Customs: No concept of privacy.

Problem: Widespread panic from an unexplained omen.

Leadership: A psionic who reads every vote before it is cast.

A ruined, primitive version of Venice. Lots of mud. I can see it. People are panicked, the leader might be going crazy or causing the panic for peculiar motives.


Mistwalkers

~20 people; Distinction (Customs): Universal vow of silence

Appearance: Shrouded in mist.

Problem: Infiltrated by impostors.

Prejudice: Hatred of wanderers.

This looks like a creepy encounter more than a village to wander into. Unlikely to be a peaceful encounter. As the PCs cannot count how many there are in the mist, they'll have to be very brave to start a fight...


Spire city

~1,500 people; Distinction (Problems): Half the population is mutating

Appearance: Impossibly tall, narrow buildings.

Customs: Appropriate clothing is mandatory.

Leadership: A conquering warlord and their thugs.

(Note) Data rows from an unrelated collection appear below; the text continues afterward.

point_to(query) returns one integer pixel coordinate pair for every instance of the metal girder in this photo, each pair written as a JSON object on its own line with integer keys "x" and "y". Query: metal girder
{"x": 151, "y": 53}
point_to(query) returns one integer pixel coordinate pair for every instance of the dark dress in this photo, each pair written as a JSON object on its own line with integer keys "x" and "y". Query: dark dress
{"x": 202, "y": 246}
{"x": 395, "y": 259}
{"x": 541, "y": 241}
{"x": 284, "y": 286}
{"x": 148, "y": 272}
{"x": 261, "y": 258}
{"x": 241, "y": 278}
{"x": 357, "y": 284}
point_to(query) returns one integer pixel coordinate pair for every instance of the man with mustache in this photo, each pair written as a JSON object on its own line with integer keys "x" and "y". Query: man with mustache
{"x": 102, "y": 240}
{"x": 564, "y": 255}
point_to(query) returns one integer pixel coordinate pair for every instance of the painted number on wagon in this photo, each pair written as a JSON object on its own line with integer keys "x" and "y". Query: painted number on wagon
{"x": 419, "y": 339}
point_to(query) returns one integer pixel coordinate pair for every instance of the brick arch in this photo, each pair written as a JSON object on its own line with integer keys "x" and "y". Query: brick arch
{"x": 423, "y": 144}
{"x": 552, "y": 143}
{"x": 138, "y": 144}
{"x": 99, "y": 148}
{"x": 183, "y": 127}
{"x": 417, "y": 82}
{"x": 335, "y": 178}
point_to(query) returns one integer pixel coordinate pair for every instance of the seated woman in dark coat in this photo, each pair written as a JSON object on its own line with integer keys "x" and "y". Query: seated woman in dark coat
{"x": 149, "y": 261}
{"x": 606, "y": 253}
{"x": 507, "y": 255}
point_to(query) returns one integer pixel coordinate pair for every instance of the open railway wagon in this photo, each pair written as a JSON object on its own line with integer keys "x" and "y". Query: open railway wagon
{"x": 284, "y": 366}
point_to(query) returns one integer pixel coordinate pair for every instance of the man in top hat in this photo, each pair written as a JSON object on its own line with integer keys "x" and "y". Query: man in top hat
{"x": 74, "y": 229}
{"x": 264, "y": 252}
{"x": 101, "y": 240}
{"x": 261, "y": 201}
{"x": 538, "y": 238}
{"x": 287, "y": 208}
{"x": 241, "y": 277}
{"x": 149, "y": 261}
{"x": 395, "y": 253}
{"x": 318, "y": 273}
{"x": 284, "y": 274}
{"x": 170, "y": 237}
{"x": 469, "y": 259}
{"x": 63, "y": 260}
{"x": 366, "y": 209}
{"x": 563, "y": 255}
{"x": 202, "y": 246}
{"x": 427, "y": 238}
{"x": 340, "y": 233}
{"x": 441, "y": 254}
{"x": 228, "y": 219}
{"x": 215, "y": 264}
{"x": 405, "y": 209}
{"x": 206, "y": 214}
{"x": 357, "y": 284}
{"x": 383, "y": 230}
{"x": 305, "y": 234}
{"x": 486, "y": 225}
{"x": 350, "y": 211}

Now this is more interesting. A big city, tall spires, maybe elaborate clothing (with 1500 people, some are recognized only by that; there is a possibility of infiltration...), ruled by thugs, with a severe mutation problem. Maybe he main building resemble something out of the Judge Dredd movie.


I think it works. I will try it in practice this week, as the PCs are approaching a new settlement!